Prior to the establishment of the Hospital Readmissions Reduction Program (HRRP) as part of the Affordable Care Act, a study published in the New England Journal of Medicine found that nearly 20 percent of Medicare fee-for-service beneficiaries were readmitted into the hospital within 30 days of being discharged. According to the Agency for Healthcare Research and Quality (AHRQ), readmissions were responsible for $41.3 billion in total hospital costs in 2011.
The HRRP, which reduces payments to hospitals with excessive 30-day readmissions, represented a significant step in incentivizing better care coordination around the post-discharge process to keep at-risk patients healthy and out of the hospital. CMS reported that from 2010 to 2015, preventable hospital readmissions declined by 8 percent nationally.
Though well-intentioned, concerns have long been raised that the program places certain institutions — particularly, safety net hospitals serving vulnerable patient populations — at an inherent disadvantage.
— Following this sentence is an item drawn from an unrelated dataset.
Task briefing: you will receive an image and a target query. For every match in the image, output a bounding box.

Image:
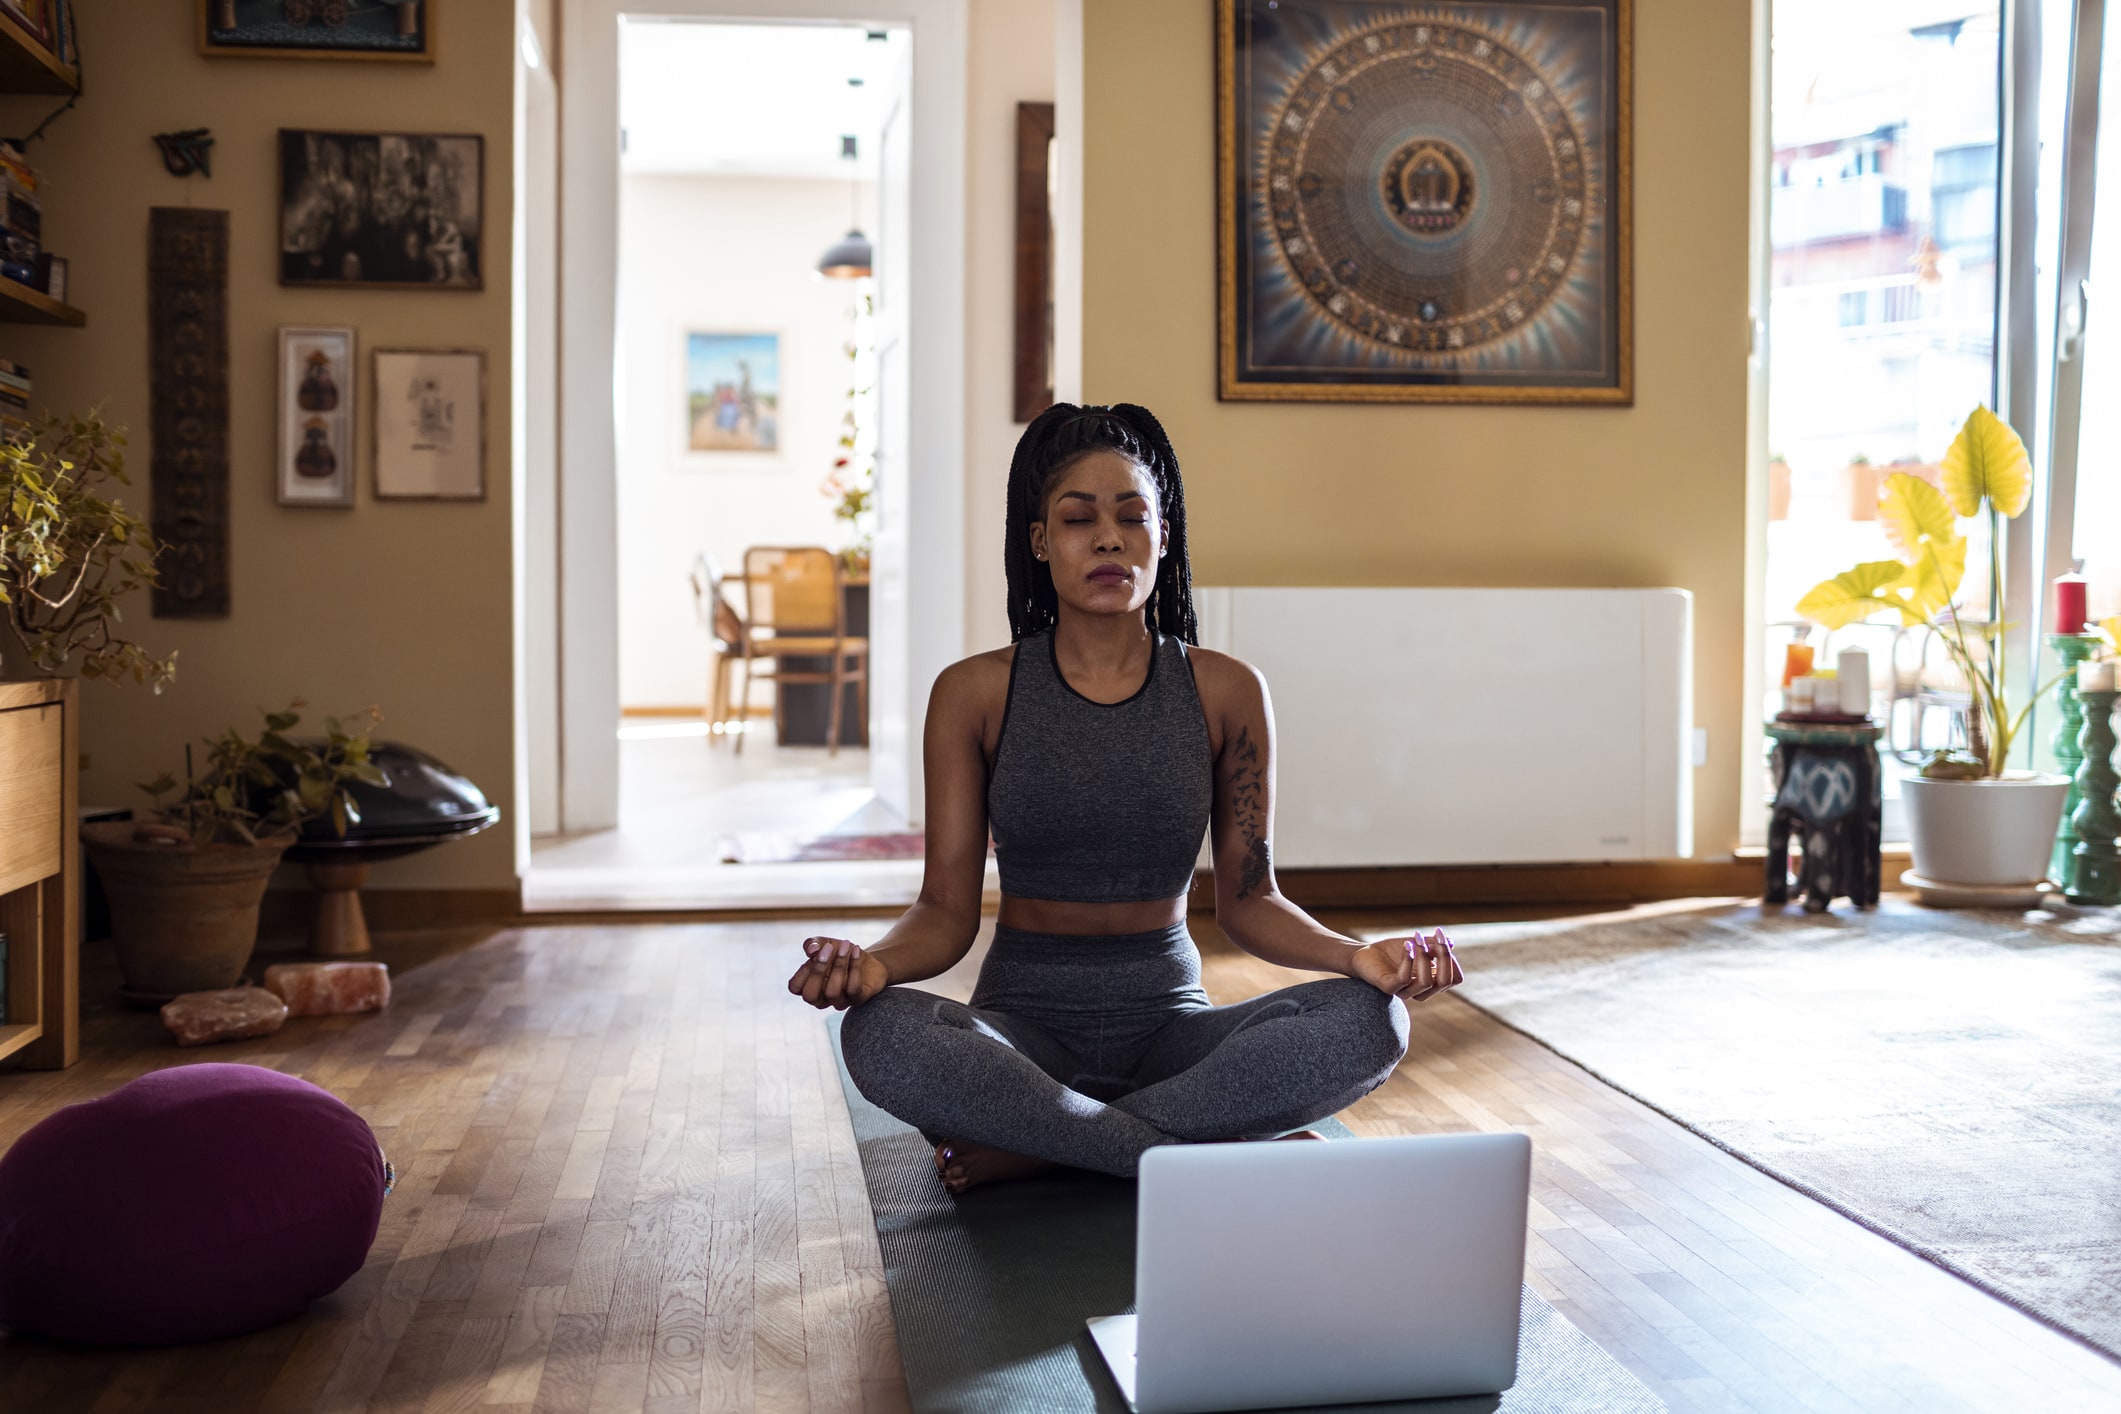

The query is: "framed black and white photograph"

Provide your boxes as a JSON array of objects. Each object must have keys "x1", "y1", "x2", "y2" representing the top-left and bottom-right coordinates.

For these providers especially, identifying patients at a high risk of readmission, and implementing a post-discharge strategy that effectively mitigates that risk, requires a comprehensive assessment of the person’s medical, behavioral, socioeconomic and even emotional needs in order to address the root cause.
Reducing hospital readmissions among high-risk populations is a complex endeavor that requires a 360-degree approach to understand, engage and support patients throughout their entire healthcare journey, of which post-acute care management is a vital component. Here are three key areas of focus to help patients stay healthy beyond the inpatient setting.
Understand Not Just the What, But the Why
With approximately 30 to 50 percent of all ED visits in the US considered to be non-urgent, understanding why exactly an individual sought emergency care in the first place is essential to determining the likelihood of readmission. If the patient ended up in the ED for a non-acute event, was it due to a lack of knowledge about where to go in a non-emergency? Could it have been the result of an SDoH factor, such as food or housing insecurity?
Digging deeper to understand the full scope of factors that led to a hospital visit, from the medical condition itself to the patient’s understanding of how to interact with the healthcare system, will allow you to better assess the risk of readmission and develop a transitional post-care strategy that ensures the right care from the right source.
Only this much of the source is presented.